Custom Notebook Formats#
By default, Jupyter notebooks are stored in files with the suffix .ipynb
, which use the JSON format for storage.
However, there are libraries available which allow storing notebooks in different formats, using different file suffixes.
To use a custom notebook format in nbsphinx
, you can specify the nbsphinx_custom_formats
option in your conf.py
file.
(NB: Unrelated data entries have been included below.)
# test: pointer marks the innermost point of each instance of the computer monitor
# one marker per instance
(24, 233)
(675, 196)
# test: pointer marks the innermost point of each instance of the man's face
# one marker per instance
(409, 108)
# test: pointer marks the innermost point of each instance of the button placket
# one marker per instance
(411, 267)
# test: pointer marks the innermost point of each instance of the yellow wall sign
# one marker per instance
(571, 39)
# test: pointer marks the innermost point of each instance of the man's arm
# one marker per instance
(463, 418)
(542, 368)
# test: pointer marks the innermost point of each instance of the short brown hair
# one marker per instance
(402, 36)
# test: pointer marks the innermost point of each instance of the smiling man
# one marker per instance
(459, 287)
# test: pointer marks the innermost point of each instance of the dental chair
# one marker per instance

You have to provide the file extension and a conversion function that takes the contents of a file (as a string) and returns a Jupyter notebook object.
nbsphinx_custom_formats = {
'.mysuffix': 'mylibrary.converter_function',
}
The converter function can be given as a string (recommended) or as a function object.
If a conversion function takes more than a single string argument, you can specify the function name plus a dictionary with keyword arguments which will be passed to the conversion function in addition to the file contents.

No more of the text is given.